New Mission Theater to Become Five-Screen Cinema that Serves Beer? (!!!)
— By Kevin Montgomery (@kevinmonty) |
Grub Street brings us the best news we've heard all year:
Alas, we're finally getting word of developer and Medjool owner Gus Murad's plans for the historic New Mission Theater, via the Historic Preservation Commission's agenda for this week. The main item up for discussion at tomorrow's meeting — besides the fight to get some sort of landmark designation for endangered Gold Dust Lounge — is a proposal to convert the single-screen cinema to a five-screen one, with Texas-based Alamo Drafthouse Cinema as the operator. With locations already in Houston, Austin, San Antonio, Denver, and D.C., Alamo has been voted the number-one movie theater in the country by Entertainment Weekly, largely due to their beer and food service, and their policy against playing advertisements before shows.

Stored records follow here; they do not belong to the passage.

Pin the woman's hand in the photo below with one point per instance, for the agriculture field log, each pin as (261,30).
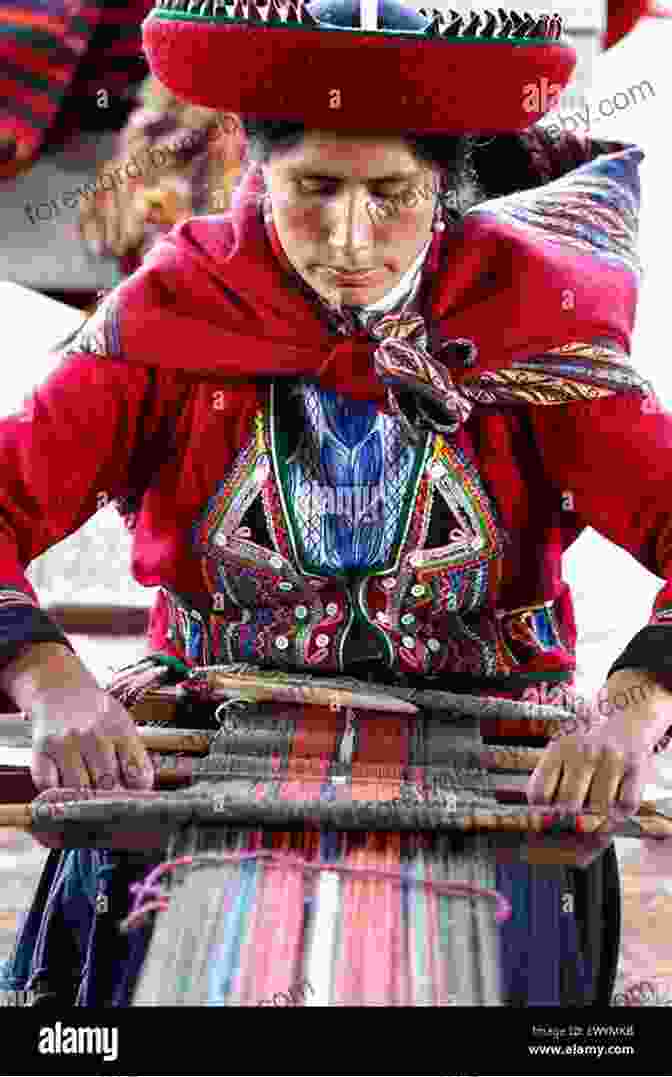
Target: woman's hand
(84,739)
(604,767)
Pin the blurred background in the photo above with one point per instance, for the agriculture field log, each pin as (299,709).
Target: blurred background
(75,102)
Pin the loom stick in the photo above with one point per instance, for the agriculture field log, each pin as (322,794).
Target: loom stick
(15,752)
(148,810)
(17,732)
(235,682)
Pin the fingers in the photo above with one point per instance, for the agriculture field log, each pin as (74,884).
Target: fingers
(574,775)
(89,760)
(136,766)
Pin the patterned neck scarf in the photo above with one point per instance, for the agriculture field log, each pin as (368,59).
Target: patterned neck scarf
(402,360)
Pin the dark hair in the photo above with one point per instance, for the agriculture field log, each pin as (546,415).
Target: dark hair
(451,153)
(475,169)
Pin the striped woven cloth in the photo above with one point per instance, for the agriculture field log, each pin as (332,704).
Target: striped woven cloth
(56,56)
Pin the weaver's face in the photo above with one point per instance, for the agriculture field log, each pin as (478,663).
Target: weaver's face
(352,212)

The proposal calls for the first-floor projection room to become a bar, with the main auditorium space getting restored as a large screening room. Additionally, there would be four more auditoriums built into what was the lower and upper balconies of the theater. Also, obviously, they would restore the iconic, Art Deco, 70-foot neon sign on Mission Street.

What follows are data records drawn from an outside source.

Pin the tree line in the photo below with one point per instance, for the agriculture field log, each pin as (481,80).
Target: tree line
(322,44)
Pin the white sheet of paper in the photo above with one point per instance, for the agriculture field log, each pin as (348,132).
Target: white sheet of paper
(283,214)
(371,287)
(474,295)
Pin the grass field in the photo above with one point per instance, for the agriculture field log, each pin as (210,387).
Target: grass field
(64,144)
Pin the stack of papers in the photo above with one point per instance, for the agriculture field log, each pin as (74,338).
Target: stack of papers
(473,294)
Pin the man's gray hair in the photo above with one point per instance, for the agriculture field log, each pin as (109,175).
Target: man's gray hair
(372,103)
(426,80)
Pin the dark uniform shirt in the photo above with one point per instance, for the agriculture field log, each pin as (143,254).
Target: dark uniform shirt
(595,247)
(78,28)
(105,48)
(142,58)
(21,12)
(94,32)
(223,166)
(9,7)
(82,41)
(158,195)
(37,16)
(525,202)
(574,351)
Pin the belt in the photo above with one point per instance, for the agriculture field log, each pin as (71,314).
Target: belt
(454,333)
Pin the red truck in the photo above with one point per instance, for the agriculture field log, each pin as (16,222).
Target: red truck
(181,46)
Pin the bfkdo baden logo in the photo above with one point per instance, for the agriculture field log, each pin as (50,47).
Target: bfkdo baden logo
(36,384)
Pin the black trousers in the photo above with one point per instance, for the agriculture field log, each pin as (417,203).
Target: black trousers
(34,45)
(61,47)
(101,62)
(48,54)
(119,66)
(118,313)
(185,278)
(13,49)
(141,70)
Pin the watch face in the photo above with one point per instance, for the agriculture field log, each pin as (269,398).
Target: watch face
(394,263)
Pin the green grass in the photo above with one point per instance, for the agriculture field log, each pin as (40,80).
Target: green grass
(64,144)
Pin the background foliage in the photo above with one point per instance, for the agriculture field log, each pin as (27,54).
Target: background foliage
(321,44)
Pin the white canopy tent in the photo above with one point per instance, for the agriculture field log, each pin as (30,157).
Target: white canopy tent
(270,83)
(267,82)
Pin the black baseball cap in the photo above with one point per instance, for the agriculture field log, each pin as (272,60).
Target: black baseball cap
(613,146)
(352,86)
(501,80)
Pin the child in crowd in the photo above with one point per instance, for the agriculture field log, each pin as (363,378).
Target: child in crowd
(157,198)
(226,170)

As Grub Street goes on to point out, Murad has not had the easiest time getting projects through the city in the past (there was that two year long fight about the Medjool roof deck, and the Historic Preservation Commission hasn't been that receptive to remodeling New Mission in the past). And it was only a year ago that it was rumored a bowling alley would move in to New Mission, only for that project to go nowhere. But let's hope this all works out, because even an 'independent' chain that wants to bring us beer, food, and cinema without making us go to the Fillmore would be welcome… so long as it doesn't drive The Roxie out of business.